Many current clients will also work with a server certificate generated by the ACME Package. ACME certificates are already trusted by most clients natively, thus using ACME will bypass the need to install a CA entry on those clients.

EAP-MSCHAPv2 allows for username and password authentication using passwords stored on the Pre-Shared Keys tab under VPN > IPsec (IPsec Pre-Shared Keys Tab). These passwords are stored in plain text, so it is not as secure as using a RADIUS server, though it is more convenient.

IKEv2 with EAP-RADIUS

EAP-RADIUS works identically to EAP-MSCHAPv2 except that user authentication happens via RADIUS. When EAP-RADIUS is chosen, a RADIUS server must be selected on the Mobile Clients tab. The RADIUS server must accept and understand EAP requests and it must also allow MSCHAPv2. Password security is left up to the RADIUS server. VPN access can be optionally limited by RADIUS group membership using the Group Authentication options on the Mobile Clients tab.
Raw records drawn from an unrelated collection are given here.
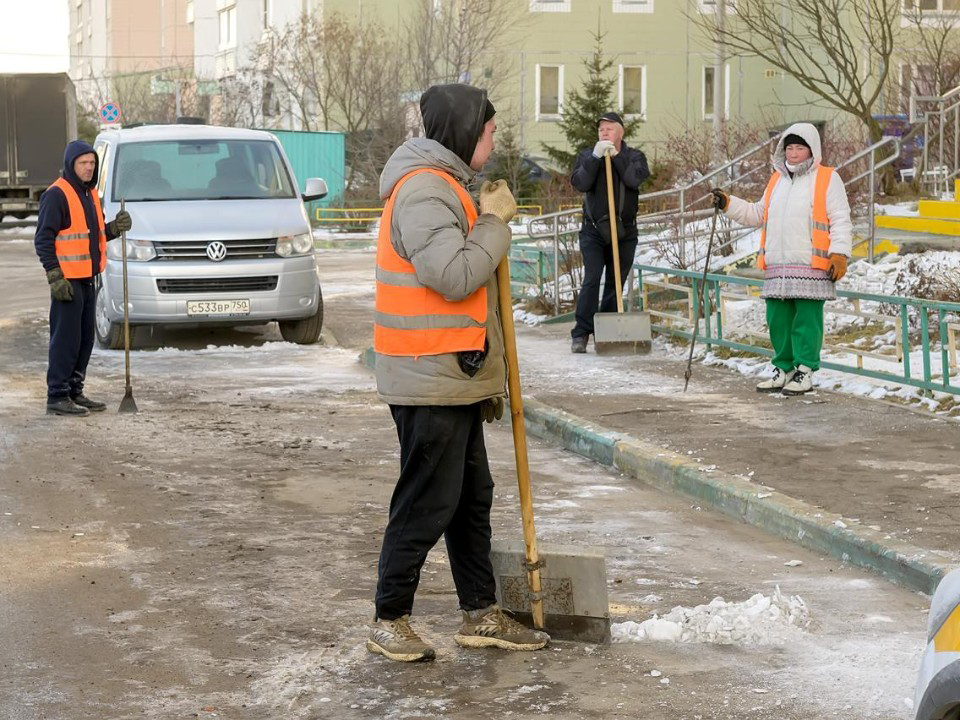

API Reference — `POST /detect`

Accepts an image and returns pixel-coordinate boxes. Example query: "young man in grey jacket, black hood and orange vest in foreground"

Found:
[367,84,549,662]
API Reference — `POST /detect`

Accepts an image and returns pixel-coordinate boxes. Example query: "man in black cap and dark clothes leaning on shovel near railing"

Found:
[570,112,650,353]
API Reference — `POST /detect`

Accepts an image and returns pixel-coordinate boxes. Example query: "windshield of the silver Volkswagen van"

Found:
[111,140,296,202]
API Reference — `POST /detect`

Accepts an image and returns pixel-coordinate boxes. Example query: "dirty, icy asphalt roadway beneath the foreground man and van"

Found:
[0,240,929,720]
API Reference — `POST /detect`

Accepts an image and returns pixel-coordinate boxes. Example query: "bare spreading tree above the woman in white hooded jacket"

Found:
[689,0,901,149]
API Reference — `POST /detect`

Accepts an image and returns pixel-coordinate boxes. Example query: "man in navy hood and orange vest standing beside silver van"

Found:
[33,140,132,415]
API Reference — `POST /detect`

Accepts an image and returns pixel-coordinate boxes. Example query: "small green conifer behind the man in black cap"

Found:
[542,32,638,172]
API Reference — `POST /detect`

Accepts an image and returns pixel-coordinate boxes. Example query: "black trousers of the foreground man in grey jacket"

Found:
[376,404,496,620]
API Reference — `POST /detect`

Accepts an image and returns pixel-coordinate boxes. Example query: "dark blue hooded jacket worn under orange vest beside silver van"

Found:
[33,140,116,275]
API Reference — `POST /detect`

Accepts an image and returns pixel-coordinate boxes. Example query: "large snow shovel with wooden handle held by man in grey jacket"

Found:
[490,258,610,643]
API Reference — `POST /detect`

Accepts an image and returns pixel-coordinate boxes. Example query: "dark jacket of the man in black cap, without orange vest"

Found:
[570,142,650,239]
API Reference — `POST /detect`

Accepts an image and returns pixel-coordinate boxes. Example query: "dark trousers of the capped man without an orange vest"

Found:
[570,223,637,338]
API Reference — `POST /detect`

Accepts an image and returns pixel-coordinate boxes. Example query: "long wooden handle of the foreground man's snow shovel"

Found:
[497,257,544,628]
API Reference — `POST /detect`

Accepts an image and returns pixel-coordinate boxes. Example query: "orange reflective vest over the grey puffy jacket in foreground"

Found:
[373,168,487,358]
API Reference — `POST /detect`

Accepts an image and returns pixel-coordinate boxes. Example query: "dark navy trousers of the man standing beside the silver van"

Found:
[47,278,96,401]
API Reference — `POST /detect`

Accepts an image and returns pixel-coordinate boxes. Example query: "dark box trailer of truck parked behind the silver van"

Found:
[0,73,77,220]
EAP-RADIUS is typically the best choice when a RADIUS server is available.

IKEv2 with EAP-TLS

EAP-TLS uses per-user certificate authentication instead of username and password authentication. As such, EAP-TLS requires generating certificates for each user, which makes it a bit more cumbersome from an administration standpoint. Certificates are validated against the CA similar to OpenVPN. The CA certificate, user certificate and its associated key must all be imported to the client properly.

Warning

When creating user certificates, the username must be used as the certificate common name and as a DNS/FQDN type Subject Alternative Name. If the same name is not present in both places, clients may not be validated properly. This is handled automatically by the Certificate Manager on current versions of pfSense software.

IKEv1 with Xauth and Pre-Shared Keys

Xauth+PSK works on a majority of platforms, the notable exception being current versions of Android. Windows XP through Windows 8 can use the Shrew Soft client, but Windows 10 does not currently work with any available client. macOS and iOS can use their built-in client to connect.

Note

When using Xauth, local users must exist in the User Manager and those users must have the User - VPN - IPsec Xauth Dialin privilege.

IKEv1 with Xauth and RSA Certificates

Xauth+RSA works in most of the same conditions as Xauth+PSK, though it does in fact work on current Android devices. Certificates must be made for each user, and the certificates must be imported into the clients.

IKEv1 with Pre-Shared Keys Only

Pre-Shared Key only IPsec VPNs for mobile IPsec have become rare in modern times. Support was not very common, only found in the Shrew Soft client, some very specific Android versions such as those from Motorola, and in other third-party clients. They are not very secure, and are no longer recommended for general use. The only time they may be needed is in cases when client devices cannot support any other method.

L2TP/IPsec (IKEv1)

L2TP/IPsec is a unique combination that, unfortunately, does not work very well in practice. In this style of setup mobile IPsec is setup to accept Transport Mode connections which secure all traffic between the public IP address endpoints of clients and the firewall. An L2TP connection is made across this transport mode channel to tunnel user traffic in a more flexible way. Though support for this model is found in most versions of Windows, MAC, Android, and other Operating Systems, they are all picky in different incompatible ways about what will work.

For example the Windows client does not work properly when the client system is behind NAT, which is the most common place that a VPN client would find itself. The problem is in an interaction between the client and the IPsec daemon used on pfSense, strongSwan. The strongSwan project states that it is a bug in the Windows client, but it is unlikely to be fixed since both strongSwan and Windows have focused their mobile client efforts on more modern and secure implementations such as IKEv2 instead.

Warning

L2TP/IPsec should be avoided when possible.